Short note from the legal beat.

Tuesday, June 12th, 2018

Rose McGowan has been indicted in Virginia on one count of felony possession of cocaine.

Apparently, she left her wallet on an airline flight in January of 2017: when it was found, there were two “baggies” of coke inside.

Ms. McGowan’s defense: there weren’t any drugs in her wallet when she saw it last, and she thinks the drugs were planted by…

…wait for it…

…Harvey Weinstein.

I usually don’t buy the “b—h set me up” (or “b—–d set me up”) defense. And I’m unlikely to be called to sit on a jury in Virginia. And if I were called, I would listen to both sides of the case, and try to render a fair judgement based on the facts.

But: given that this is Harvey Weinstein we’re talking about, I’m more than a little inclined to throw some reasonable doubt Ms. McGowan’s way.

Obit watch: June 12, 2018.

Tuesday, June 12th, 2018

Eunice Gayson. You may not recognize the name, but you may recognize the face: she was “Sylvia Trench” in “Dr. No”, the very first Bond girl.

After appearing in the Bond films, she acted in television shows, among them two 1960s spy series, “The Saint” (which starred a future James Bond, Roger Moore) and “The Avengers.” She remained a fixture in London theater. Among other productions, she appeared in the comedy “The Grass Is Greener” in 1971 and, in the early ’90s, in Stephen Sondheim’s “Into the Woods” as the grandmother.

In 1953, she married the producer and journalist Leigh Vance on the CBS television show “Bride and Groom,” sponsored by Betty Crocker. The couple were flown to New York for the wedding, and it was chronicled in London’s newspapers. Critics, though, panned the show. The wedding was described in Billboard magazine as an example of bad taste that could “end the British way of life.” The couple divorced in 1959.

I’ve been holding on to this one for a couple of days, because I wasn’t sure if I could note it without coming across as a jerk.

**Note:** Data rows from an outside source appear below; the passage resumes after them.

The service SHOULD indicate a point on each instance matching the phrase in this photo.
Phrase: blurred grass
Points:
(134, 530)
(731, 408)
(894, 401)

Charlotte Fox passed away on May 24th. She was a mountain climber: she was the first woman to summit Gasherbrum II and Cho Oyu, both over 26,000 feet high.

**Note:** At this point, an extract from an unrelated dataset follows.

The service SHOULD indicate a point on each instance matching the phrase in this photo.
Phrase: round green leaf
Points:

She also summited Everest, making her the first woman to summit three mountains over 26,000 feet high. More interesting: her Everest summit attempt was during the 1996 expedition chronicled in Into Thin Air.

She was descending from the summit when a rogue storm swept across the mountain with wind chills of 100 degrees below zero. The blizzard, which lasted for hours, had killed eight climbers from four expeditions. Ms. Fox nearly froze to death, but she and others were rescued and evacuated by helicopter.

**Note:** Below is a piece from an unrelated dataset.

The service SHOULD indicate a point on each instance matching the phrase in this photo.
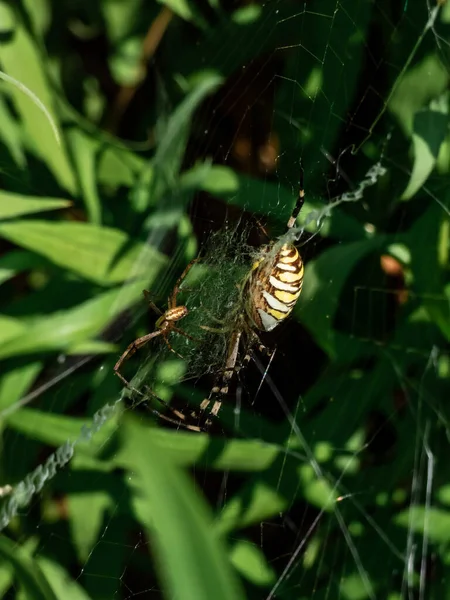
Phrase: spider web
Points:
(352, 504)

“My eyes were frozen,” she was quoted as saying in “Into Thin Air.” “I didn’t see how we were going to get out of it alive.”
“I didn’t think I could endure it anymore,” she added. “I just curled up in a ball and hoped death would come quickly.”

She survived a husband and a boyfriend: one was killed in an avalanche, and the other in a paragliding crash.

I think the death of any survivor of the 1996 expedition would be worthy of note. But this is the part that makes me afraid of sounding like a jerk: Ms. Fox died apparently as a result of a fall in her home.

Returning from dinner, weekend guests discovered her body at the bottom of a 77-step hardwood staircase connecting the four stories of her house on Tomboy Road, which undulates along a mountainside. Her front door is on the top floor.

I guess this is just another reminder that tomorrow is not promised to anyone.

By the way, the paper of record, as far as I can tell, still has not published an obit for Gardner Dozois.